The overall objective of this study was to model one of the mechanical process occurring within the female pelvic floor in order to improve the understanding of normal defecatory function in the pelvic floor and anal canal.

The levator ani muscle group mesh was used as a realistic, geometric domain over which the governing equations of finite elasticity were solved using the finite element method. A simple valsalva deformation, with an applied pressure of 4 kPa, was simulated on the levator ani muscle mesh and caused the original ‘seagull-like’ shape to deform into a concave, ‘bowl’ shape with an average, experimentally consistent, downwards displacement of 27.2 mm measured at the nodes. An average posterior displacement (13.7 mm greater than that measured experimentally) of 18.4 mm was also recorded.

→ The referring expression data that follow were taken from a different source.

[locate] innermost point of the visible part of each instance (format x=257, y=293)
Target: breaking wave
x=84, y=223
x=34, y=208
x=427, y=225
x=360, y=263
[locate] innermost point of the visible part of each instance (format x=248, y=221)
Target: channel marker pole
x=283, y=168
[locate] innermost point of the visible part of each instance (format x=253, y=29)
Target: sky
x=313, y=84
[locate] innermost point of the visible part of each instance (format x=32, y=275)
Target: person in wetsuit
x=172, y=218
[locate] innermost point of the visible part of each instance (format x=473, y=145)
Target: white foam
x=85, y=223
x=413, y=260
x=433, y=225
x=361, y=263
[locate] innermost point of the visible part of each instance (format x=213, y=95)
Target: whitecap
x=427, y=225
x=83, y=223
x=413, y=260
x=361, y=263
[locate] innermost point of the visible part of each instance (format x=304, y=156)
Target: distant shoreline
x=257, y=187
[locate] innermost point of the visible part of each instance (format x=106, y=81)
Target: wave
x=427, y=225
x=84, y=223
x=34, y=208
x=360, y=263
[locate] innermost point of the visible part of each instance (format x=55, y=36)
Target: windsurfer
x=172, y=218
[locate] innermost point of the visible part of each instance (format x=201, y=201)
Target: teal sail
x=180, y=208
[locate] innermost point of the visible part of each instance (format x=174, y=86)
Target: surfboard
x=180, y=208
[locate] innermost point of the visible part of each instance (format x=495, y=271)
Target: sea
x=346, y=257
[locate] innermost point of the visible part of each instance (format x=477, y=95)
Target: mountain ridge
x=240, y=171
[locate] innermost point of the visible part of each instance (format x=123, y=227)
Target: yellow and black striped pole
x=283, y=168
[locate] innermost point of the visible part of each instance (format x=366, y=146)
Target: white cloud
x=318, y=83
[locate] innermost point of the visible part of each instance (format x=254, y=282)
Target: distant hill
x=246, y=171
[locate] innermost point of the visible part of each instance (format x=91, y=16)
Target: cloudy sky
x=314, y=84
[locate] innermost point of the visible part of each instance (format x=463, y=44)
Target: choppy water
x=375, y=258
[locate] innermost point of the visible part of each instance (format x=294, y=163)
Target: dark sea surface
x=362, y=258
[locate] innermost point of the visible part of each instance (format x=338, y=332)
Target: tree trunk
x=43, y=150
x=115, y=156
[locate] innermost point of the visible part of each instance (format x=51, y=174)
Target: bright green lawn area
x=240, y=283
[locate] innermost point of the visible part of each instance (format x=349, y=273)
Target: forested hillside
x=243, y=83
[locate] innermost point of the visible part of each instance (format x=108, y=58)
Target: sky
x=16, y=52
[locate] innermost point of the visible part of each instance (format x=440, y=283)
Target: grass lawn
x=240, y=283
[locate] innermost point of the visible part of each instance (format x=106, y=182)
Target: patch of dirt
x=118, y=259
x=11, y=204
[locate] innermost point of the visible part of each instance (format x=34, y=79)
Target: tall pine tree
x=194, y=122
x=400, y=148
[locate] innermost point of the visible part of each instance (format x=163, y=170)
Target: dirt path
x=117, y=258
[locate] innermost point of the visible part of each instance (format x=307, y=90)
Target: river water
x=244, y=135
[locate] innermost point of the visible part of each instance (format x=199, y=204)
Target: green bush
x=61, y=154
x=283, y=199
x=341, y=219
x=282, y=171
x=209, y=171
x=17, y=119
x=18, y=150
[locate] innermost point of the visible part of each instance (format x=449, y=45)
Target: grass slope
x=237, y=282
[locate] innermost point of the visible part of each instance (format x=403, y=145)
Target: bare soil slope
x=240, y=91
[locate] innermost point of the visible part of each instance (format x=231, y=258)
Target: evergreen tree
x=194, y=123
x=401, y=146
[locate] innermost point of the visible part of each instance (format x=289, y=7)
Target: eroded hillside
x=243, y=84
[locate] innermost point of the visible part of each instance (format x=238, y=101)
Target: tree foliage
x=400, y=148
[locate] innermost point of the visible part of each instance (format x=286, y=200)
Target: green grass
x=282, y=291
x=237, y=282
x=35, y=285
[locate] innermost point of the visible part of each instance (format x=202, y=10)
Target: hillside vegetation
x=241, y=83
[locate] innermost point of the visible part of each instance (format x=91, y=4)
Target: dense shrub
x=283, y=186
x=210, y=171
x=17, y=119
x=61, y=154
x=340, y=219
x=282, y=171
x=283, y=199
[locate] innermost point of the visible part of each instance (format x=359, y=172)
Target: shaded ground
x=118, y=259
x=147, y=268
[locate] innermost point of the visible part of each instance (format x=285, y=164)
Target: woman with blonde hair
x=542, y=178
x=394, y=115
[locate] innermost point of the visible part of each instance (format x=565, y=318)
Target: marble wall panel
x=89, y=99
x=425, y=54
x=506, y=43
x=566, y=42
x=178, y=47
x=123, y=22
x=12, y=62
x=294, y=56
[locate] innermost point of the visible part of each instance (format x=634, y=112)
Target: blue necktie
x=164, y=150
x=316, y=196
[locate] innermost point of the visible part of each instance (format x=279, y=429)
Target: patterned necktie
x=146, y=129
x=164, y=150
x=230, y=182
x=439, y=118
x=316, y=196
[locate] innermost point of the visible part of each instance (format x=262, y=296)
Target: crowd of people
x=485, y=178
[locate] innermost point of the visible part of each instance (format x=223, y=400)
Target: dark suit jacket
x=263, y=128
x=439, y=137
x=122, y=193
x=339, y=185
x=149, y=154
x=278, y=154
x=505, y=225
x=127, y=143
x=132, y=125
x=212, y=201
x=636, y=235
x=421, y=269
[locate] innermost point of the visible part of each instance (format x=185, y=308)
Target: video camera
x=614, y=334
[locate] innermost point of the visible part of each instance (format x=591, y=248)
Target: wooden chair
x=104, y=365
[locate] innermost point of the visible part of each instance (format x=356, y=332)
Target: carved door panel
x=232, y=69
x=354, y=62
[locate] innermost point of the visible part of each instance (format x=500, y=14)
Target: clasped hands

The subject-specific MRI model was used as a framework to examine the mechanics of normal function of the levator ani muscle group during a valsalva maneuver. The functional simulation performed on the pelvic musculature produced promising results which were consistent with live experimental data taken from the subject. The benefits of the inclusion of a detailed anisotropic material laws and more realistic boundary conditions are unknown at this stage, but may enable improved simulation accuracy.